Spain is an important and valid example of how a democratic economy geared towards people’s needs, can actually work. The economy lasted for nearly two years and survived in a climate that was less than hospitable. Remember that Spain in that time was immersed in the Civil War and just as importantly there was bitter political struggle to be contended with – with anarchists on one side defending workers self-management, with liberals and the Spanish Communist party opposed to the idea. These aspects placed enormous pressures on the alternative model of economic organisation. Nevertheless, that model survived and even thrived until its eventual military suppression towards the end of the Civil War.

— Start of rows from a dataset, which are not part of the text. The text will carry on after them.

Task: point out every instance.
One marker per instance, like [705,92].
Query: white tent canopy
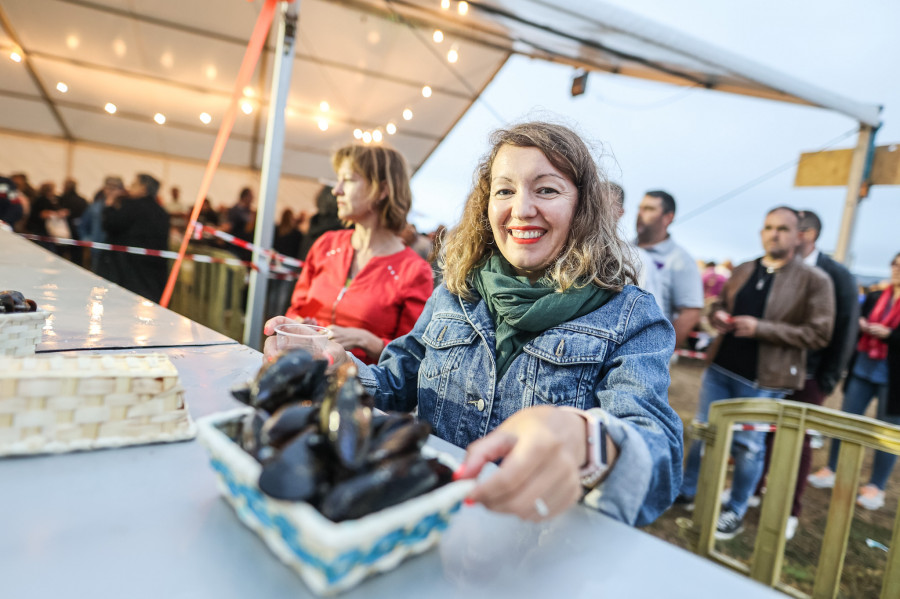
[368,59]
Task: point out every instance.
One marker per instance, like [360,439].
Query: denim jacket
[615,358]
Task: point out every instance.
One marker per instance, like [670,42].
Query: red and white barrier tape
[763,428]
[276,274]
[228,237]
[687,353]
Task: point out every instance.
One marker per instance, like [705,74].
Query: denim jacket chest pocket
[564,367]
[445,337]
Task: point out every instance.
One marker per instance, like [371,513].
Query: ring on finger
[540,506]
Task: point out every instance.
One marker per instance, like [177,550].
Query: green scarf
[522,311]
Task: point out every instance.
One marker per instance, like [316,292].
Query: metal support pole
[271,171]
[862,156]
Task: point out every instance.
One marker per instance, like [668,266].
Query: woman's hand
[270,347]
[352,338]
[543,450]
[878,330]
[721,321]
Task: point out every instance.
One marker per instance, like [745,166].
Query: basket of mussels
[335,488]
[21,324]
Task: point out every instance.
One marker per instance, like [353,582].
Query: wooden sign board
[833,167]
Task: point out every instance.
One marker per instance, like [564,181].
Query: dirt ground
[863,567]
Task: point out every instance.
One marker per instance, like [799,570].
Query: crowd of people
[535,333]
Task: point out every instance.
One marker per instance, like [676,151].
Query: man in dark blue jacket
[139,221]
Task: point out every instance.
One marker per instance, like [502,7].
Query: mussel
[324,444]
[400,434]
[13,301]
[288,421]
[294,376]
[346,417]
[298,472]
[392,482]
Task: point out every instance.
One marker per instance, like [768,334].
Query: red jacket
[385,298]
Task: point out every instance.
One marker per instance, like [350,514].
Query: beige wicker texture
[52,404]
[20,332]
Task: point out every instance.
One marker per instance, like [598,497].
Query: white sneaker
[729,525]
[791,528]
[870,497]
[822,479]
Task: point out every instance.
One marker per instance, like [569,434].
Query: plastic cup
[309,337]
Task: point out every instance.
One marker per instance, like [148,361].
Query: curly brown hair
[594,252]
[383,168]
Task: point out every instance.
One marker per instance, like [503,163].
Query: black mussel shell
[345,420]
[443,471]
[392,482]
[402,435]
[288,422]
[14,301]
[294,376]
[297,473]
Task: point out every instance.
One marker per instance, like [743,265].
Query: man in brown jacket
[771,311]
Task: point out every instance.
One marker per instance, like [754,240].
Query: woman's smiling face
[530,209]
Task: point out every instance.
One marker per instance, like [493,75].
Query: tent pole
[271,171]
[862,156]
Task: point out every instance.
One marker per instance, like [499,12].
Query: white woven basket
[330,557]
[54,403]
[20,332]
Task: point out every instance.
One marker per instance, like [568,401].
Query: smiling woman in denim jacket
[535,314]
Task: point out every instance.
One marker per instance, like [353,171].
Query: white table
[87,311]
[147,522]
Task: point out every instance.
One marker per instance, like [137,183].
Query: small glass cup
[310,337]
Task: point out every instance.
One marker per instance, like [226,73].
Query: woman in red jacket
[363,283]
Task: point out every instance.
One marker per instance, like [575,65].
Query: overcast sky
[701,145]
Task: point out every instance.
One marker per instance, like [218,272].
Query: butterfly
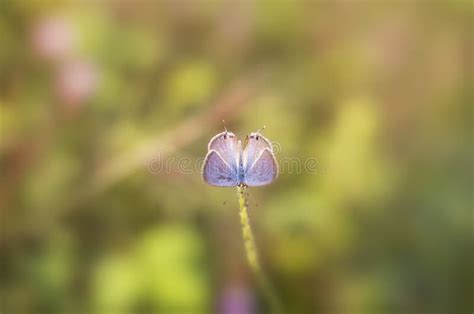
[228,164]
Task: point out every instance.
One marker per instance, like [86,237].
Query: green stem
[251,252]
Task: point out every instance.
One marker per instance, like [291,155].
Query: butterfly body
[227,163]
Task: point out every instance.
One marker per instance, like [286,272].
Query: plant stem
[252,254]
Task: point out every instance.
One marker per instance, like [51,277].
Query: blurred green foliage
[378,95]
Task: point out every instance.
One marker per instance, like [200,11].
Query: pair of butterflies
[227,163]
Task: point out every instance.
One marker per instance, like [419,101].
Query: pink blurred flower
[76,82]
[53,38]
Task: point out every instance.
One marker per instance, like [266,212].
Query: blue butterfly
[228,164]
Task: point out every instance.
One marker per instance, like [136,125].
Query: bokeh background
[96,97]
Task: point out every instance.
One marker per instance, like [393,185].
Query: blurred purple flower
[53,38]
[236,299]
[76,82]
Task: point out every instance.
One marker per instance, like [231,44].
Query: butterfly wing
[217,172]
[263,171]
[256,143]
[259,163]
[225,144]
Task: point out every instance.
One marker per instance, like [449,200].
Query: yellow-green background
[379,93]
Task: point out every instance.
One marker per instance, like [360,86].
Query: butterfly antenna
[223,122]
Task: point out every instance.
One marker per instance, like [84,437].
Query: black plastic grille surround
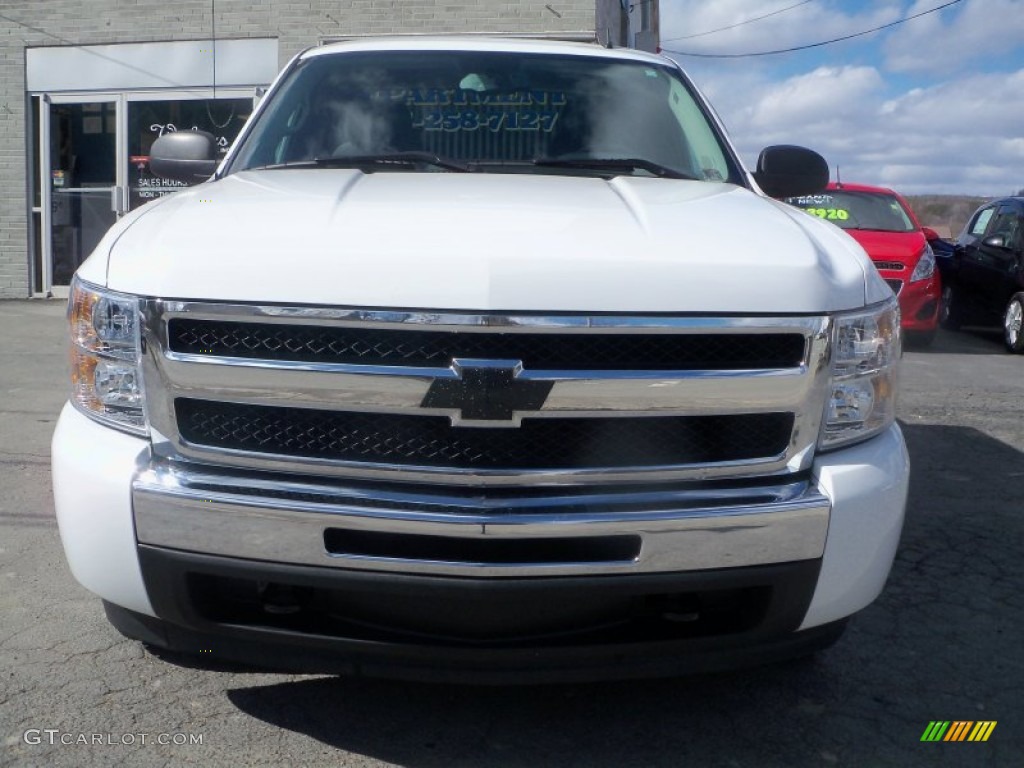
[432,441]
[551,351]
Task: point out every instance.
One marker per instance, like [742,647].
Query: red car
[886,226]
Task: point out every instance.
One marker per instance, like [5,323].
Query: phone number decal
[452,120]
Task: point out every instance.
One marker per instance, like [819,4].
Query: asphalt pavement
[942,643]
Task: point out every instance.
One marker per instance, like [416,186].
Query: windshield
[857,210]
[450,111]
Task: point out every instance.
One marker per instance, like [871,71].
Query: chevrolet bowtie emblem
[486,393]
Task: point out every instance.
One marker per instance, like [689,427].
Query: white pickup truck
[485,359]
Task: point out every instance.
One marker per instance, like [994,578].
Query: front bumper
[354,573]
[919,303]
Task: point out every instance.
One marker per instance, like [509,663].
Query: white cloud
[947,119]
[803,25]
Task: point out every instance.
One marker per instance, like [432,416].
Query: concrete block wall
[296,24]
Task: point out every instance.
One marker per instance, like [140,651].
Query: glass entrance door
[82,180]
[94,156]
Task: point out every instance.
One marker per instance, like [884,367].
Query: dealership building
[87,87]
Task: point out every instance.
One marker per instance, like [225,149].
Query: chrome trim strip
[801,390]
[697,529]
[574,392]
[479,322]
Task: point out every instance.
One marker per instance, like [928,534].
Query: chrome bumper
[525,535]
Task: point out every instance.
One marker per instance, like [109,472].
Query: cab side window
[1007,224]
[977,227]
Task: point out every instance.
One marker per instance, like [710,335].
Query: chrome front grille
[594,351]
[355,394]
[431,440]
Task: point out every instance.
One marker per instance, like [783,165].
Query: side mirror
[786,171]
[184,156]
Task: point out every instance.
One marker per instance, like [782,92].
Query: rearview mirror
[786,171]
[184,156]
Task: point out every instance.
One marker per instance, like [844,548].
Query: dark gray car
[984,281]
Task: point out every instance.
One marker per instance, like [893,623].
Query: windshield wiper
[372,162]
[614,164]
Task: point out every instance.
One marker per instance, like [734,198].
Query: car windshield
[858,210]
[485,111]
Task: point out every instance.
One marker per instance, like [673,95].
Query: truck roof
[481,43]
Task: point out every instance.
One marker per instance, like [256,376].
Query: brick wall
[296,24]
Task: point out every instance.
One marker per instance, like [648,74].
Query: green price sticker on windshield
[833,214]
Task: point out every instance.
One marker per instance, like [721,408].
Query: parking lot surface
[943,641]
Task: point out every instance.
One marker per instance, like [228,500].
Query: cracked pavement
[942,642]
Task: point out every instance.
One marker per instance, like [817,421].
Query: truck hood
[904,248]
[486,242]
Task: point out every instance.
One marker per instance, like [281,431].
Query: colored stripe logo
[958,730]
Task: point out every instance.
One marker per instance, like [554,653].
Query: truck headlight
[105,356]
[862,391]
[926,265]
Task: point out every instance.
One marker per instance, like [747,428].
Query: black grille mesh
[432,441]
[591,351]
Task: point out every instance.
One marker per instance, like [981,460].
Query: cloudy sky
[935,104]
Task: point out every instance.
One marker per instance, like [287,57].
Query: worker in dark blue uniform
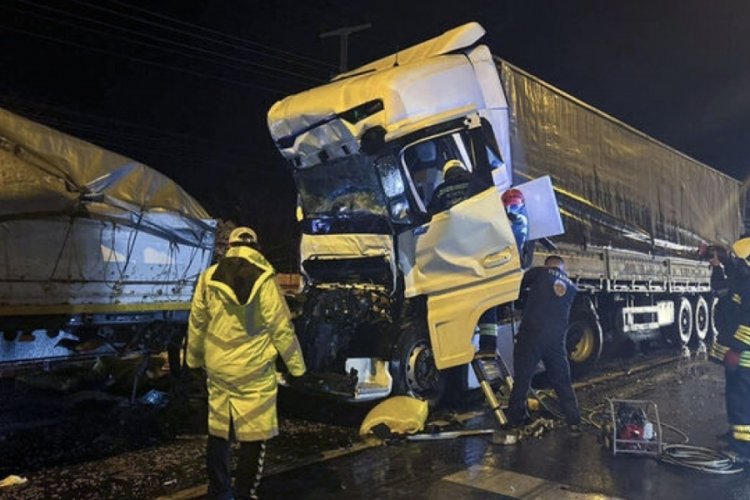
[541,337]
[737,357]
[726,282]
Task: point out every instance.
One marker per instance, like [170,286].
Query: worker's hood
[240,274]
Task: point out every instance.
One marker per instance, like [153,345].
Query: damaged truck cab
[393,293]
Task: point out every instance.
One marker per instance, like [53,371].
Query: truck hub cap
[584,347]
[421,373]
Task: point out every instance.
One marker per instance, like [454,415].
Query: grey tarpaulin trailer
[95,248]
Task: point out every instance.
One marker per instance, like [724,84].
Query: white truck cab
[393,292]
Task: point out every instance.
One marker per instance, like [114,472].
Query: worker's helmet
[243,236]
[452,164]
[513,198]
[741,247]
[426,151]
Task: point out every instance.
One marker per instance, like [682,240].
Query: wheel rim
[685,322]
[584,348]
[701,319]
[421,373]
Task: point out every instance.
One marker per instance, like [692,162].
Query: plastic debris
[13,480]
[154,398]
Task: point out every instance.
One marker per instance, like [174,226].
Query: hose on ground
[679,454]
[700,459]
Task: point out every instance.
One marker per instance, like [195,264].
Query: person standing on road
[541,337]
[239,323]
[737,357]
[726,316]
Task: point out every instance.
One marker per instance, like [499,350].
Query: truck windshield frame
[347,186]
[426,174]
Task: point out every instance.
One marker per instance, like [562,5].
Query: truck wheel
[413,366]
[713,331]
[700,321]
[680,331]
[584,340]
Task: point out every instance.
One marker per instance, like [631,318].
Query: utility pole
[343,34]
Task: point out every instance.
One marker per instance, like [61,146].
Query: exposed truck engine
[98,253]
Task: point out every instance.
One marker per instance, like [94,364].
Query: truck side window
[424,162]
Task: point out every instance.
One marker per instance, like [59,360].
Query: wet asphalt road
[102,448]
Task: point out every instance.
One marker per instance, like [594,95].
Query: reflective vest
[239,323]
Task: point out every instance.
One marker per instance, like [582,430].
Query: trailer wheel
[413,366]
[713,331]
[680,331]
[584,339]
[701,321]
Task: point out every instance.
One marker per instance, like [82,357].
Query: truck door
[465,259]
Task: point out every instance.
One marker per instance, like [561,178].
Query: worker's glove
[731,359]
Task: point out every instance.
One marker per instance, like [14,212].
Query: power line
[164,40]
[145,61]
[33,106]
[227,35]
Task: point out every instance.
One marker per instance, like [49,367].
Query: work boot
[574,430]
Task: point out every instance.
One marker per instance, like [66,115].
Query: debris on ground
[13,480]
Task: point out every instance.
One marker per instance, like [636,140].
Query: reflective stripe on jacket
[239,323]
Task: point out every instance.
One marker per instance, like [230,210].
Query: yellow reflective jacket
[239,322]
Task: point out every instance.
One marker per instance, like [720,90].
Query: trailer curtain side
[616,186]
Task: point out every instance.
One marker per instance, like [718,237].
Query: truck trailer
[98,252]
[393,293]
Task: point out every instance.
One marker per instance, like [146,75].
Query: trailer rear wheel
[701,321]
[413,366]
[680,331]
[713,331]
[584,339]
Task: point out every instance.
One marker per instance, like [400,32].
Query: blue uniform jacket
[546,309]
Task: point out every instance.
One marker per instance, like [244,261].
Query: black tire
[701,321]
[584,338]
[679,332]
[713,330]
[413,366]
[527,254]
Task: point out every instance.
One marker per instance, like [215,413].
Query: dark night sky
[192,103]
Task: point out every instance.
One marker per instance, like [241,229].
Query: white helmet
[741,247]
[243,235]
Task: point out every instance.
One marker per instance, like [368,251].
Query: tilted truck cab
[393,293]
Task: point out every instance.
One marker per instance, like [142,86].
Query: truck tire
[584,338]
[679,332]
[413,366]
[713,329]
[701,321]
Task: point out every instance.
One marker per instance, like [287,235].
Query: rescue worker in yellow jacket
[239,323]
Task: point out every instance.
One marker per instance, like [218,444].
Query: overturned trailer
[98,253]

In the context of the discussion here today then, the example of the democratic economic model that emerged in Spain emphasises some key points that are pertinent to our discussion here today:
Firstly it refutes the argument of the bosses and those capitalist economist who say we can only run a modern economy with a heavy dollop of authoritarianism; what they’re often talking about here is of course slave labour conditions and wages.
Secondly we can see in the Spanish example that a democratic economy has significant advantages to the “authoritarian” economy of today.
What are these advantages:
It destroys the profit motive in the sense of bosses and owners taking their cut of the wealth that the workers actually make.
It destroys the alienation from work that is so much part of working life nowadays.
It makes workplaces, factories and farms more accountable to the communities and area they are part of – since workplaces in general draw their workforce from local communities and now that these workers are participating in a meaningful way in the running of their workplaces, factories and offices, they are far more likely to operate in a more environmentally friendly and accommodating manner to their nearby communities
So to sum up on the question we have in front of us today, the Spanish worker collectives formed at the height of the revolution are one of the best examples of how an alternative to capitalism can actually function and thrive.
The collectives were large-scale and involved a wide range of communities, geographical areas and industries. From a practical, economic point of view they worked. And to this day they remain the most extensive democratisation of a large-scale economy ever achieved on this planet.
There is I think one final point that needs emphasis if we are to appreciate fully the achievement and potential of the Spanish Revolution model. In part this has to do with the politics of means and ends, in parts this has to do with the aspirations of the Spanish anarchist movement. They wanted to created democratic self-management by the workers. And this is why during the decades prior to the Revolution they emphasized and re-emphasised the need for democratic accountability and methods in the anti-capitalist movement in Spain.
This is something we can learn from today. If we want our struggle to take us in the direction of a self-managed, participatory democracy then we have to put those features high on our agenda and we have to make them also part of our practice. We have to understand that means and ends are connected.